In times of trouble people tend to go for commodities such as gold but there has been a shift in investment strategies over the last few years. While gold is still relatively popular in times of trouble, seen as a safe haven, it is not as popular today as it has been in times gone by. Some would argue the property has become a safe haven investment for some investors this is not necessarily the case.
Quote from PropertyForum.com: “Is it time to take a contrarian approach to real estate investment?”
It is also worth remembering that there are a number of “frothy” property markets around the world which have risen significantly over the last couple of years. These are perhaps the main markets susceptible to ongoing concerns about the worldwide economy with more wealthy investors perhaps looking to take profits and repatriate funds where relevant. So not only do we have the “relative valuation” argument but we also have a situation where some investors may look to take profits if the outlook for the worldwide economy does not improve in the short term.
Looking back at the Dubai property market
Those who do not believe that investors will take profits on” attractive investments” in times of trouble only need to look at the Dubai property market of 2008. Just prior to the U.S. led crash in the worldwide economy we saw some investment experts suggesting Dubai was something of a safe haven and unlikely to fall as much as the general markets. However, not only did we see the downgrading of the valuation premium, compared to the rest of the world, but we also saw investors banking profits, running for the hills and repatriating their funds.

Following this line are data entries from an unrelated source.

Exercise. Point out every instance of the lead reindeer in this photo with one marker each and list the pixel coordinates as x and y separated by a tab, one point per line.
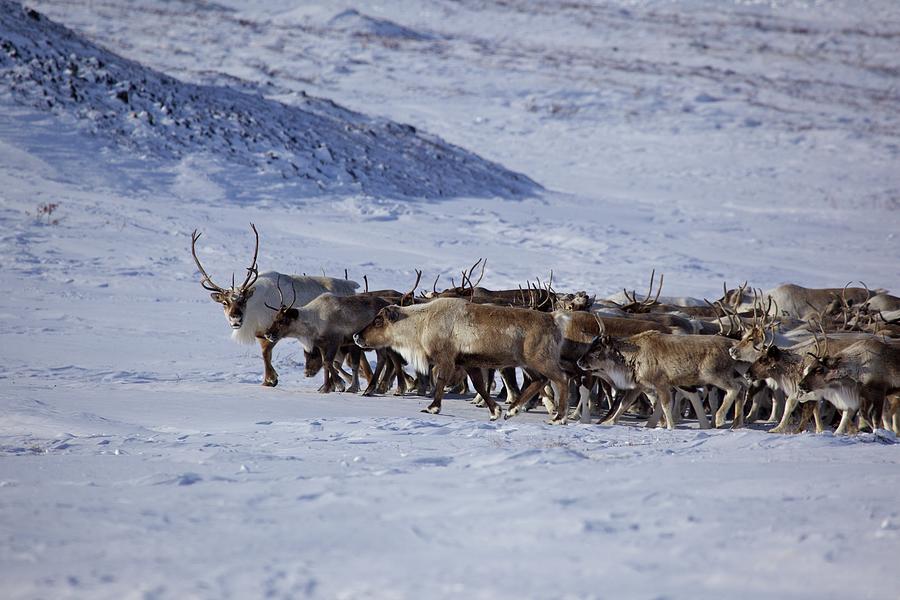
245	304
327	324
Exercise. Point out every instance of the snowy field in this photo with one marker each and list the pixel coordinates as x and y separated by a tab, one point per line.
710	140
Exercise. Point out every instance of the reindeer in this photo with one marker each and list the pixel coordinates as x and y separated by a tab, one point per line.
797	301
858	377
537	297
448	333
654	363
783	368
245	305
327	323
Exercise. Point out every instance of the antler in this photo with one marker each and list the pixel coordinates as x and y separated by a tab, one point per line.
206	282
252	270
467	275
280	295
410	295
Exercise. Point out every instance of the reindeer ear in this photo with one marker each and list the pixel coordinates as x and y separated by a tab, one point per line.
392	314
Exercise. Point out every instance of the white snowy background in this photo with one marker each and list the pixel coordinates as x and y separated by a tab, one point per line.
710	140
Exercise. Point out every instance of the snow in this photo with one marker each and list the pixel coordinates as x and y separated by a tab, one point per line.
711	141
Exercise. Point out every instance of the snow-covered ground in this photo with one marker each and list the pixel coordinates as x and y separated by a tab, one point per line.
710	140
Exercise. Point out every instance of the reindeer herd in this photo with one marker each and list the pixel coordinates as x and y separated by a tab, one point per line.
834	351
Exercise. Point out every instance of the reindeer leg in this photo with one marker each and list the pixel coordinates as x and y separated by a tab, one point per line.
441	375
387	375
817	416
727	402
622	402
401	376
380	361
364	366
354	356
712	396
532	389
694	399
846	418
561	391
789	406
779	404
477	377
508	375
270	377
332	380
653	420
753	393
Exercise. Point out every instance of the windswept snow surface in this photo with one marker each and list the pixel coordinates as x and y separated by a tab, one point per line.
140	458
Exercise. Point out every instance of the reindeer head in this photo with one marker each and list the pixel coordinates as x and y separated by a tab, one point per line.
819	367
313	362
378	334
602	355
573	302
233	299
646	305
758	337
766	365
736	297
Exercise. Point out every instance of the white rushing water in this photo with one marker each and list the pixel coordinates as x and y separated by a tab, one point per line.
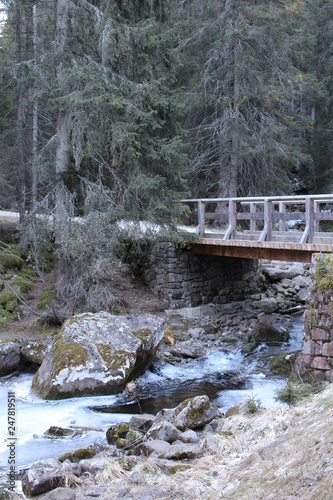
34	415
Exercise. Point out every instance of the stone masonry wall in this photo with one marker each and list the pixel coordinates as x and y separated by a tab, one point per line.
182	279
317	352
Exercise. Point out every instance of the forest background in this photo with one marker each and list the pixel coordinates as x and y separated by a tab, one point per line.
116	109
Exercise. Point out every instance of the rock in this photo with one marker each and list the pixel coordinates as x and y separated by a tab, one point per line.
95	491
77	455
155	445
42	477
180	451
196	333
278	272
9	357
163	430
265	332
192	413
142	422
184	350
302	295
35	352
59	432
170	467
116	432
233	410
266	304
97	354
302	281
60	494
92	466
132	437
189	436
210	445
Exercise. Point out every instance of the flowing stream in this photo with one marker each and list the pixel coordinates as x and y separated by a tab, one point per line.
90	417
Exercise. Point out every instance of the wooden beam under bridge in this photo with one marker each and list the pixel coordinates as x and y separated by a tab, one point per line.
264	250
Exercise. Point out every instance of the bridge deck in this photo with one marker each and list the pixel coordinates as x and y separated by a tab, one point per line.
280	228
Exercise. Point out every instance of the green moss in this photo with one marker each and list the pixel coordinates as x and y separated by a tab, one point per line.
24	285
312	318
297	389
7	300
253	404
323	273
249	347
46	297
77	455
106	353
228	340
116	361
143	334
10	261
70	354
122	430
279	365
29	272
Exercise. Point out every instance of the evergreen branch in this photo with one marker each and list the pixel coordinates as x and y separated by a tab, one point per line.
18	297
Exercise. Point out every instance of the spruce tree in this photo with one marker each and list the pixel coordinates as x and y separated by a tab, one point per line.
246	136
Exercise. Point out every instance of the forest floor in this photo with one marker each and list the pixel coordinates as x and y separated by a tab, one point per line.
130	293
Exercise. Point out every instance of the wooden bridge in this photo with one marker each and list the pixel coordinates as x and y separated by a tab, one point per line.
273	227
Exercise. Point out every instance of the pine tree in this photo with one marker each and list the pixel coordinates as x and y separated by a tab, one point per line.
246	136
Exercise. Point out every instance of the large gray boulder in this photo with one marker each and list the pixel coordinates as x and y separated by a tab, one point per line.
97	354
9	357
43	476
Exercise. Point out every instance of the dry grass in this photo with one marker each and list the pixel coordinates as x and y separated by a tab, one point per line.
278	453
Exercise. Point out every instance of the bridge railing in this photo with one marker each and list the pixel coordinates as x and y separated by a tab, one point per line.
263	218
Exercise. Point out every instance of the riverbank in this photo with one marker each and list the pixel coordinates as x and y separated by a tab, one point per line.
268	454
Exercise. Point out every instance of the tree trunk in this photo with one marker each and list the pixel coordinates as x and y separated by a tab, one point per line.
63	149
62	159
34	121
29	119
20	184
228	178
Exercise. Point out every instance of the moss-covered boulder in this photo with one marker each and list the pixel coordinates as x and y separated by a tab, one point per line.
265	332
193	413
9	357
33	351
283	363
98	354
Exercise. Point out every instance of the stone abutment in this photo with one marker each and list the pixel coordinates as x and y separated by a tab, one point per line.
182	279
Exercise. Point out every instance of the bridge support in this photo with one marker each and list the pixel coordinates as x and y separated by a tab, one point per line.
182	279
252	251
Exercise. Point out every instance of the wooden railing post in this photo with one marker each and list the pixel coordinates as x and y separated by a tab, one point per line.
307	236
201	218
267	231
316	210
309	217
282	220
253	222
231	231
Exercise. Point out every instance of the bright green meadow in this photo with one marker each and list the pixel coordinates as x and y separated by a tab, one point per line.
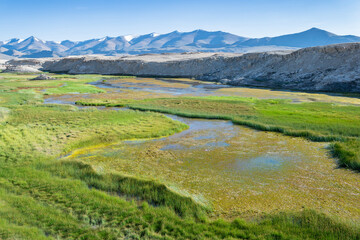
44	195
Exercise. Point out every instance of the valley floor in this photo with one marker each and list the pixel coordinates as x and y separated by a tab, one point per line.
109	172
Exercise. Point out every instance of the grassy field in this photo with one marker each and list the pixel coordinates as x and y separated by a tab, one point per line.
42	197
316	121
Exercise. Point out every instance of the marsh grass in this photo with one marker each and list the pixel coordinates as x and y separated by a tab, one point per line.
315	121
44	198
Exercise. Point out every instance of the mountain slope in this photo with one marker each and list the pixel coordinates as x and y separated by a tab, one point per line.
310	38
195	41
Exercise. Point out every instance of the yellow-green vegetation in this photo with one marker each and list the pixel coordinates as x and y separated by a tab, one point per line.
63	84
42	197
316	121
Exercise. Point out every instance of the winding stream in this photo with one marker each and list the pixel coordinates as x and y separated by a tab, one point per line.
237	170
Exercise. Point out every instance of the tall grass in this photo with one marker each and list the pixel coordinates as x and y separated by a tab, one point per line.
322	122
44	198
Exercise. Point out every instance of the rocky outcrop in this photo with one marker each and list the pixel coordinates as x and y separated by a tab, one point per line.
333	68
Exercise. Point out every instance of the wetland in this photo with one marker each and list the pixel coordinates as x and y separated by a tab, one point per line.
266	161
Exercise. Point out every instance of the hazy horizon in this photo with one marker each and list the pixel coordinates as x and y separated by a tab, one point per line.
80	20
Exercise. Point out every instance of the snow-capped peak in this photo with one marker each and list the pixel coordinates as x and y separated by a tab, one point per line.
155	34
129	37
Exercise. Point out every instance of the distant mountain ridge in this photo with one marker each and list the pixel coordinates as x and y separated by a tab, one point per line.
195	41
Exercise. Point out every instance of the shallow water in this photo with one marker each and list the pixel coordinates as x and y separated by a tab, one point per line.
189	87
237	170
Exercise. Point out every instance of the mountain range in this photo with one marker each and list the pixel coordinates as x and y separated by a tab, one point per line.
195	41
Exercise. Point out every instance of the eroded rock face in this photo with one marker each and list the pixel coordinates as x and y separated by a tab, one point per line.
334	68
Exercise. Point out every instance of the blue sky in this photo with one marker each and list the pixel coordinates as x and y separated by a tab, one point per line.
85	19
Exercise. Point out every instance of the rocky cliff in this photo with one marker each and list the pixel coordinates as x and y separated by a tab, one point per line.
333	68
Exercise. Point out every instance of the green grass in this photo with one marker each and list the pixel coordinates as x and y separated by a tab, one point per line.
348	153
42	197
315	121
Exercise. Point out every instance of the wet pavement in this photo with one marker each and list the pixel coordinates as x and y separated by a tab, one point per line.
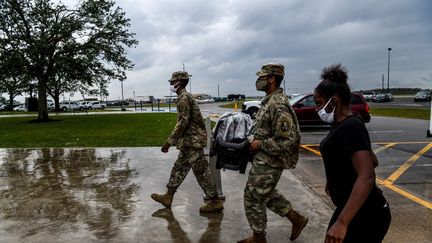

One of the more popular sayings in the investment arena is to run your winners and cut your losers but sometimes it is best to cut your winners if the economic climate is uncertain. It will be interesting to see how the worldwide economy performs in the short to medium term and indeed whether concerns within the commodities market continue. The fact is that no investment market around the world can fight against the tide forever and a day and if the worldwide economy struggles then this will cause ripples across each and every investment market.